「金工史談 続篇」香取秀真

特に面白かったのが「掛仏」という神社に飾られた仏の像と(多分鏡から発展したんじゃないかなー、ということが解説されてましたが、まあ、技術的な観点から述べられてるんだろうね)、東大寺が二度目に燃えたあとに大勧進になった重源やら栄西などの行動がわりと広範に語られていた辺り。

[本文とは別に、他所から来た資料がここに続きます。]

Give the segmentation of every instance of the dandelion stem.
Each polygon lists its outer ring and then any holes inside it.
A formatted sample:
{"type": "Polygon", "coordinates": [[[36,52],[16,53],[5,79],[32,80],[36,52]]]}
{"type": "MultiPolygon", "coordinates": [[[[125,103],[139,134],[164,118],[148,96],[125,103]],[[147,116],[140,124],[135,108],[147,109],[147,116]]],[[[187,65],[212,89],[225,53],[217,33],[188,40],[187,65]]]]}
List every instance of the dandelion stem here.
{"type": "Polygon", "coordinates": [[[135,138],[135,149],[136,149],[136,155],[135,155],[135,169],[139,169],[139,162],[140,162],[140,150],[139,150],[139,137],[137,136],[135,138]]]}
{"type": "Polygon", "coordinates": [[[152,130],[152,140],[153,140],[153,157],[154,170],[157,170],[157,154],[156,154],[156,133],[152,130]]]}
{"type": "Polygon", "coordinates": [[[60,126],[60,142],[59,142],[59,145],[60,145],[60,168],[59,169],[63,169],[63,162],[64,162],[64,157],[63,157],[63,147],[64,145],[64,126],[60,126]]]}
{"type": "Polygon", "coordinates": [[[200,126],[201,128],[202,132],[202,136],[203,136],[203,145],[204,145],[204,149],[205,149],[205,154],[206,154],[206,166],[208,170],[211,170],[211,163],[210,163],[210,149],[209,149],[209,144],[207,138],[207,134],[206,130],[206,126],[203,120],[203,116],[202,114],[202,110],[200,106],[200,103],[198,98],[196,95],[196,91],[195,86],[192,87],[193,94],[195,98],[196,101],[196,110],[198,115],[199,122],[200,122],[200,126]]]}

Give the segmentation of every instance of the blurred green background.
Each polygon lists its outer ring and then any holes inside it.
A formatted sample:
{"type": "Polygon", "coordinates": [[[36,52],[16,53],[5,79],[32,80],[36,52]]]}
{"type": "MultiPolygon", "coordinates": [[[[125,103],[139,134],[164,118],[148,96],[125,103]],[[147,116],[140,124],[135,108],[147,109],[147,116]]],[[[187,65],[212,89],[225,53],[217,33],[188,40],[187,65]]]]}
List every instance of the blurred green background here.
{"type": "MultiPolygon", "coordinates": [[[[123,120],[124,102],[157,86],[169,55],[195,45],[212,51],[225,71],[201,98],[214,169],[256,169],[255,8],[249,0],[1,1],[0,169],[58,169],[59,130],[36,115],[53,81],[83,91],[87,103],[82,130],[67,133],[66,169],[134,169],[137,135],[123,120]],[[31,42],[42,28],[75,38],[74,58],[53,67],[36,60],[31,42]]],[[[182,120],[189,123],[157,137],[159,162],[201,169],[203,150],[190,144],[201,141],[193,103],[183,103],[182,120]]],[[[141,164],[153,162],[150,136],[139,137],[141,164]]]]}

そういやあれですね、私、重源さんが高野山の出身ってのは始めて聞いた気がします。
この焼けたのちの寄付を募った大勧進はわりと特殊な能力がないと出来なかった、あまり東大寺にはそれに向いた人がいなかったとは聞いていたんですけどね、で、、栄西も結構変わった人で禅宗を日本に最初に持ち込んだりしてる人ですし、油倉というところからこの大勧進の人材が来ていたとか、そういう手持ちの情報と組み合わせてみるのはなかなか面白かったんですが。
あれなんだよな、松永秀久とか陳和卿の辺りで筆がノリッノリになってしまい、ものすごい感情的に批判された内容が展開されていたものの、現代の視点から見るとあまり、その、詳しいというわけでもなさそうなのでだいぶ複雑な気持ちでした。
どういう性格してるのかが詳細に語られてもなぁ、なにが琴線に触れたのか…。
陳和卿は技術者として扱われてますが大陸中国の商人、松永秀久氏は裏切りで有名なものの、実際のところその場にいたわけではない記録が残っている人です、いやぁ。

まあ、実際のところはこんなにテーマ少ないわけではなく、各種の実際に各地に残る金属製品、職人、朝鮮半島やら中国の金属職人の歴史、とかなり手広かったのですがそっちは一旦受け取るところ程度かなぁ。
あ、あと大仏の鋳造に関しての考察ももろもろ、これはわかりやすかったですかも。